New Tool for Cancer Research
“For years, we identified splicing changes inside cancer cells, but it was debated whether they have causative roles or whether they are the consequence of disease-related deregulation,” says Michael C. Ryan, Ph.D., president and bioinformatics specialist at In Silico Solutions.
The general interest in alternative splicing emerged from the concept that, instead of mapping specific genes to a single protein, multiple different protein products can be formed, in a spatial and temporal manner, a process that required the “one gene, one polypeptide” concept to be revisited. Alternative splicing is one strategy to expand the proteome diversity and it has additional roles, such as protein quality control.
At the interface between alternative splicing and cancer research, an area of increasing interest has recently focused on a set of biological programs that is active and establishes specific splicing patterns during distinct stages of growth and development, but is turned off later on, in adult cells. “Some cancer cells appear to be able to find ways to turn these programs back on, and reactivate embryonic versions of the genes,” says Dr. Ryan.
A few years ago, alternative splicing was mostly studied by using microarrays. “While this provided interesting insights, next-generation sequencing currently offers a resolution that is an order of magnitude better,” explains Dr. Ryan.
To provide investigators with a better platform to examine and interpret alternative splicing patterns from RNA-Seq reads, Dr. Ryan and colleagues developed SpliceSeq, a free resource that is powered to capture changes during alternative splicing and explore their functional consequences.

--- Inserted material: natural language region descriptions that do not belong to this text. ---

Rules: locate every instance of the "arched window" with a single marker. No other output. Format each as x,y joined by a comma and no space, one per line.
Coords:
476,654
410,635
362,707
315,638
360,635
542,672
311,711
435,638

“With SpliceSeq, one can map the reads to each individual exon or splice, so instead of examining the read for each gene, we can individually look at each element of a gene,” says Dr. Ryan. The platform opens the additional possibility to identify splicing patterns across multiple samples, perform comparative analyses, or group samples based on specific criteria, increasing the power of the analysis.
“Moreover, we can translate the reads into protein sequence prediction and subsequently identify the portion of the protein that is being impacted by alternative splicing,” explains Dr. Ryan.
Dr. Ryan and colleagues are currently comparing alternative splicing patterns across The Cancer Genome Atlas (TCGA) data, one of the biggest RNA-Seq repositories. “For the first time, SpliceSeq provides the opportunity to visualize changes at an unprecedented resolution,” explains Dr. Ryan.
Discoveries linked to the biology of RNA shaped seminal biomedical advances. One of the most intriguing aspects of RNA is its ability to fulfill diverse cellular functions, which include informational, structural, catalytic, and regulatory roles.
Many advances in this field, in addition to helping overturn old concepts and opening new perspectives, point toward a much more complex picture, one that unveils the dynamic nature of the scientific inquiry, which Carl Sagan so vividly captured in words: “There is much that science doesn’t understand, many mysteries still to be resolved. We are constantly stumbling on surprises.”